Following TNF-α stimulation, the phosphorylation of apoptosis signal regulating kinase-1 (ASK-1) was significantly enhanced (Fig. 3). Moreover, the MAPK kinases including MKK-3 and MKK-6 were also activated after incitement by the pro-inflammatory cytokine TNF-α, hence promotion of p38 phosphorylation. The above indicate that the p38 MAPK signaling was activated, which might contribute to the promotion of inflammatory responses during the degenerative process.

Notably, the phosphorylated forms of the above-mentioned molecules implicated in p38 MAPK pathway were found decreased due to indirect co-culture between NPCs and WJ-MSCs, suggesting that WJ-MSCs may exert the protective role by virtue of the activation of p38 MAPK pathway.

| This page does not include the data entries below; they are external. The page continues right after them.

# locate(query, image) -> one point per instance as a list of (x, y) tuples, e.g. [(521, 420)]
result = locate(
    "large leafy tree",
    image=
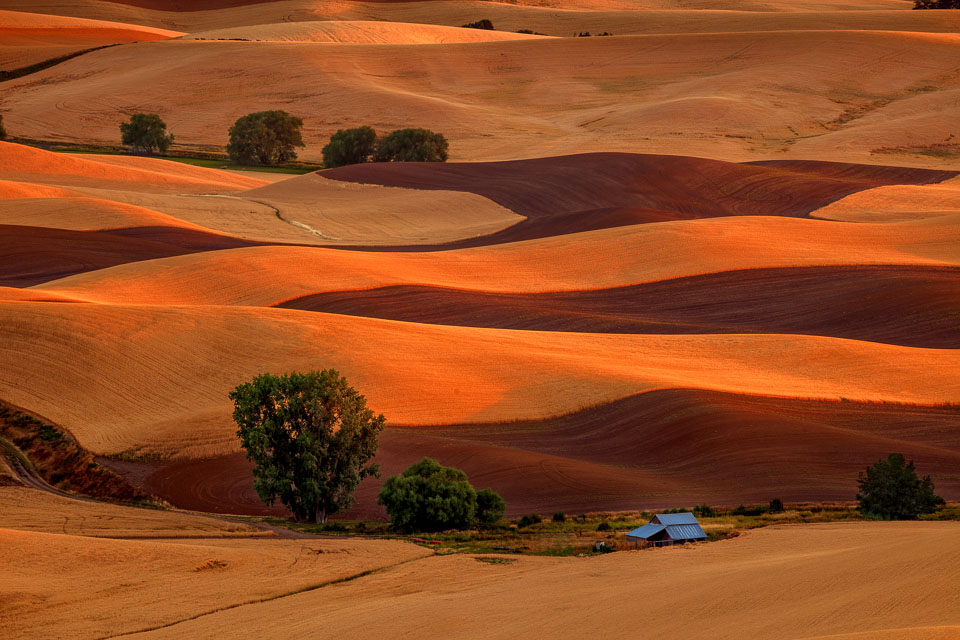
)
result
[(265, 138), (890, 489), (350, 146), (146, 133), (412, 145), (431, 497), (310, 437)]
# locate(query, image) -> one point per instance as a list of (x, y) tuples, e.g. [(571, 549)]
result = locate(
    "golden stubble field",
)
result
[(135, 293), (868, 580)]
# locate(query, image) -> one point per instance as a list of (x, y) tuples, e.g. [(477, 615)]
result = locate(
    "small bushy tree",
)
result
[(412, 145), (145, 133), (529, 520), (310, 437), (431, 497), (350, 146), (891, 490), (265, 138), (704, 511), (490, 506)]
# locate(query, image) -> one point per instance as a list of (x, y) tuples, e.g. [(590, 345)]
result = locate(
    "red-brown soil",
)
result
[(653, 450), (569, 194), (911, 306), (35, 255)]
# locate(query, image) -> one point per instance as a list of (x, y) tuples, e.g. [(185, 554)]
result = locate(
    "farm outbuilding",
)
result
[(666, 529)]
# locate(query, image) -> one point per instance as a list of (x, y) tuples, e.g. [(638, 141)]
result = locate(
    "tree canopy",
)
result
[(265, 138), (145, 133), (431, 497), (350, 146), (310, 437), (412, 145), (891, 490)]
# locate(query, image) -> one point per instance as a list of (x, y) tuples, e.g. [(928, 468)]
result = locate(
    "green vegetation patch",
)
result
[(56, 457)]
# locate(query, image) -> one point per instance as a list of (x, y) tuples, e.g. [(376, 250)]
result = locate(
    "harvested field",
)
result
[(36, 511), (169, 369), (359, 32), (719, 95), (897, 305), (652, 451), (163, 581), (887, 578), (710, 258), (29, 38), (603, 259)]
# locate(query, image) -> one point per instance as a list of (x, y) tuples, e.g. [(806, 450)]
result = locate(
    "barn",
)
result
[(666, 529)]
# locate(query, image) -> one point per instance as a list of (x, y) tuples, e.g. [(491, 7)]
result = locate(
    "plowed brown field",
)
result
[(712, 258)]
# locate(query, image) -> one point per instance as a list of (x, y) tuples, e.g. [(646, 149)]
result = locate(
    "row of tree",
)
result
[(361, 144), (270, 138), (311, 438)]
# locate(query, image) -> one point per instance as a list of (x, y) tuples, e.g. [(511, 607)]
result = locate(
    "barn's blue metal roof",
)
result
[(675, 518), (685, 532), (646, 531)]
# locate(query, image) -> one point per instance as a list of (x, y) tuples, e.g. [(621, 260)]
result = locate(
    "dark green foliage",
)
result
[(310, 437), (49, 433), (891, 490), (350, 146), (412, 145), (528, 520), (429, 497), (265, 138), (936, 4), (145, 133), (749, 511), (479, 24), (704, 511), (490, 506)]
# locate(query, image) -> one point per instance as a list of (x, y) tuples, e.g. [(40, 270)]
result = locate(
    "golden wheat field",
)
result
[(709, 254)]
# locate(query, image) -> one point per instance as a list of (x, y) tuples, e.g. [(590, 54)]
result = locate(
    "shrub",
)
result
[(431, 497), (350, 146), (145, 133), (749, 511), (704, 511), (412, 145), (891, 490), (265, 138), (479, 24), (528, 520), (490, 506)]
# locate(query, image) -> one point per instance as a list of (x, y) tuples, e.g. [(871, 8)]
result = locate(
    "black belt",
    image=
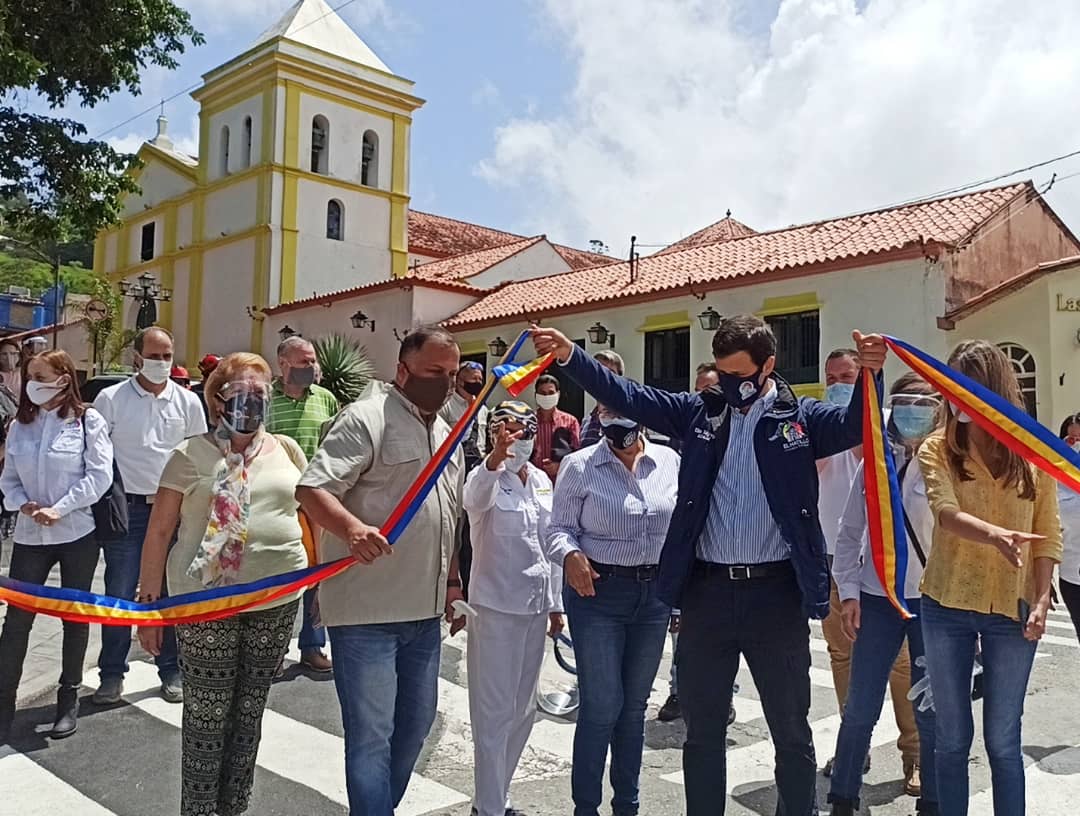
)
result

To verify this observation, p38 MAPK signaling inhibitor SB-203580 was utilized and, as expected, it was found that this led to an obvious decrease in the phosphorylation forms of p38 (Fig. 4). Although TNF-α-induced MMP-3 and MMP-13 was decreased due to WJ-MSC co-culture, their levels synthesized by NPCs that were co-cultured with WJ-MSCs were further reduced in the presence of SB-203580, whereas aggrecan showed the opposite results. Furthermore, when cells were treated with SB-203580, NPCs co-cultured with WJ-MSCs showed no significant difference from those cultured alone, which suggested that blockage of p38/MAPK pathway protected NPCs against ECM breakdown, regardless of the analogous function of WJ-MSCs. Considering IL-1β, IL-6 and IL-8 protection, NPCs exposed to SB-203580 displayed values lower than those observed in the co-cultured cells devoid of SB-203580. Also there was barely detectable difference between NPCs cultured alone and the co-cultured cells when they were subjected to SB-203580 treatment. Thus, we concluded that WJ-MSCs might suppress TNF-α-mediated inflammation in NPCs by partially inactivating p38/MAPK signaling.